Des produits chimiques dangereux contaminent l’approvisionnement en eau de la France à des niveaux bien pires que ceux connus auparavant, avec des dizaines de sous-produits de pesticides toxiques qui ne sont pas contrôlés, prévient un groupe environnemental.
Dans un rapport publié cette semaine, l’ONG Générations Futures a constaté que 56 sous-produits de pesticides appelés métabolites – substances formées lors de la dégradation de produits chimiques – ne sont pas surveillés dans les eaux souterraines ou l’eau potable, bien qu’ils dépassent probablement les limites de sécurité légales.
Leur analyse, basée sur les recherches de l’agence française d’hygiène et de sécurité, a révélé que ces métabolites contaminent probablement les eaux souterraines au-delà de la limite légale de 0,1 microgramme par litre.
Les substances peuvent s’infiltrer dans le sol, les eaux de surface et les eaux souterraines avant de se retrouver dans les réserves d’eau potable.
Douze des métabolites non surveillés présentent des risques particuliers, notamment l’acide trifluoroacétique (TFA), qui a été trouvé à des niveaux alarmants à Paris.
« Avec nos collègues du Pesticides Action Network Europe, nous avons prélevé des échantillons d’eau de rivière et d’eau du robinet, et analysé la présence de TFA… et nous en avons trouvé dans de nombreux endroits, en très grande quantité », François Veillerette, de Générations Futures, a déclaré à 42mag.fr.
« Nous avons trouvé plus de deux microgrammes de TFA par litre (dans la Seine)… et dans l’eau du robinet, à peu près la même quantité. Donc deux microgrammes par litre, c’est 20 fois la (limite légale de) 0,1 microgramme par litre », a-t-il déclaré. .

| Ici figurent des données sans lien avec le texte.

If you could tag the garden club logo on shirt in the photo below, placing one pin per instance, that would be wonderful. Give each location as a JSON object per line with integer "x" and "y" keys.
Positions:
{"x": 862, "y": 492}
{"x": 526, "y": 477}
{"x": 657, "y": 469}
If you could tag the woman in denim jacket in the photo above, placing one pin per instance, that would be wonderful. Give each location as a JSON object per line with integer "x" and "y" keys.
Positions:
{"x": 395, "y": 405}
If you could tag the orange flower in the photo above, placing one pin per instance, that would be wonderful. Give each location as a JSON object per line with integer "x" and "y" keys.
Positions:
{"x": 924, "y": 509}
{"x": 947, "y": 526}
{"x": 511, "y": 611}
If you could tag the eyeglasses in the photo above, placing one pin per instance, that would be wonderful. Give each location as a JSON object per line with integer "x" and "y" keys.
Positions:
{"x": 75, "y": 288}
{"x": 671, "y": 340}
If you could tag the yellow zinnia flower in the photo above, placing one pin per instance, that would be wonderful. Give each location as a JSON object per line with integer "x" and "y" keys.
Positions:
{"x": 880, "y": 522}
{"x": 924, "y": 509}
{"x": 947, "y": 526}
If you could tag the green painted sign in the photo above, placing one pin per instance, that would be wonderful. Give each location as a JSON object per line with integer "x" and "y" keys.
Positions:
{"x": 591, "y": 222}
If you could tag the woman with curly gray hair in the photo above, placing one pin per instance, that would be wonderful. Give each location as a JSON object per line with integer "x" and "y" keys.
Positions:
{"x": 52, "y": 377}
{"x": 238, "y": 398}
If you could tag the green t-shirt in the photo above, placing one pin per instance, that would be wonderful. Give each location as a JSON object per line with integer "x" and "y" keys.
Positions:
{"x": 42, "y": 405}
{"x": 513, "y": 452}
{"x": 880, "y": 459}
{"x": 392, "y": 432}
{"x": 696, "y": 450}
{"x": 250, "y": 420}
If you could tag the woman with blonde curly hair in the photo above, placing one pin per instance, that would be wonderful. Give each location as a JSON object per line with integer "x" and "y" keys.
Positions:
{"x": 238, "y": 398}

Les résultats soulèvent la question de savoir si certaines régions françaises sont confrontées à des risques de contamination plus élevés que d’autres.
« Le travail n’est pas terminé de notre côté (…) car nous avons pointé du doigt un risque global (mis en évidence) par le manque de recherche », a déclaré Veillerette.
« Nous écrivons à toutes les agences régionales de santé (…) pour surveiller (la présence) de tels métabolites. Nous sommes en train de procéder à des analyses région par région. »
La menace s’étend à l’échelle nationale : la qualité de l’eau dans au moins un tiers de la France est menacée par la seule contamination par les TFA.
Des risques sanitaires inconnus
Le TFA provient de la décomposition de « produits chimiques éternels » appelés PFAS, présents dans les pesticides, les revêtements antiadhésifs et les cosmétiques.
L’ONG a averti que les autorités françaises ne peuvent pas ignorer les dangers du TFA, notant que les autorités sanitaires allemandes suggèrent de le classer comme toxique pour la reproduction.
Plus inquiétante encore est l’incertitude entourant l’exposition à long terme à ces substances présentes dans l’eau potable.
« Ce qui est vraiment étonnant, c’est que c’est une « inconnue »… personne ne connaît (les effets potentiels) car il n’y a pas d’études nécessaires sur les métabolites », a déclaré Veillerette, avertissant que si la recherche arrive trop tard et « ils sont partout, alors nous ne pouvons rien faire ».
Bien que les données sur les niveaux sûrs restent insuffisantes, le groupe prévient que ces produits chimiques s’accumulent avec le temps et pourraient créer un dangereux « effet cocktail ».
« Il faudrait au moins surveiller immédiatement l’éventuelle apparition de métabolites, afin de ne pas avoir de mauvaise surprise dans 10 ans », a déclaré Veillerette.
Le gouvernement fait marche arrière
Générations Futures souhaite des actions immédiates pour améliorer le contrôle et réduire l’utilisation des pesticides, comme le prévoit le plan Ecophyto de 2008.
En tant que l’une des personnes qui ont négocié et rédigé le plan, Veillerette a déclaré que même s’il visait à réduire l’utilisation des pesticides de 50 pour cent en 10 ans, il n’a pas réussi à tenir ses promesses.
« Au début de l’année, l’ancien Premier ministre Gabriel Attal a cédé à la pression des groupes de pression agricoles lors de manifestations agricoles et a décidé d’abandonner les anciens indicateurs de santé et de les remplacer par des indicateurs européens (de base sur la santé)… qui sont trompeurs et montrent des baisses. même s’il n’y a eu aucune diminution de l’utilisation de pesticides… ce qui est complètement absurde », a-t-il déclaré.
« Mais pour faire la paix avec les syndicats agricoles, (Attal) a cédé très vite. »
Alors que la sécurité de l’eau en France est en jeu, les experts avertissent que cette crise invisible mais croissante exige une attention urgente.